Avrupa Bilgi Merkezi Direktörü Nikolay Topornin ise Trump’ın çıkışını “Açık bırakılan bir pencere” olarak tanımlıyor. Topornin, Moskova’nın 50 gün içinde somut bir adım atarak ateşkese yanaşabileceğini ancak bunun pek olası olmadığını söylüyor: “Bugün ABD ile Rusya arasında ticaret neredeyse sıfır. Zaten Biden döneminde tüm büyük projeler rafa kalktı. Yeni yaptırımların etkisi sınırlı olacak ama Patriot sevkiyatları artarsa çatışmanın şiddeti de artar.”

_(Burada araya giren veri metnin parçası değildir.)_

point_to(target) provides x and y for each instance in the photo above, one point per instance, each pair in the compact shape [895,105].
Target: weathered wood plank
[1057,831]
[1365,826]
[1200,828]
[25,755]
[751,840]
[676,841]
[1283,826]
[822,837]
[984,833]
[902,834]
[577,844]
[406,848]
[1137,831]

Rus uzmanlara göre Trump, Ukrayna savaşını “Biden’ın savaşı” olarak göstermeye çalışırken kendi dönemine de miras kalmasını engelleyemiyor. Açıklamalar bir yandan baskı, bir yandan pazarlık sinyali olarak yorumlanıyor. Ancak Moskova’dan gelen ilk tepkiler, Trump’ın beklediği “adımlar” konusunda umut verici değil.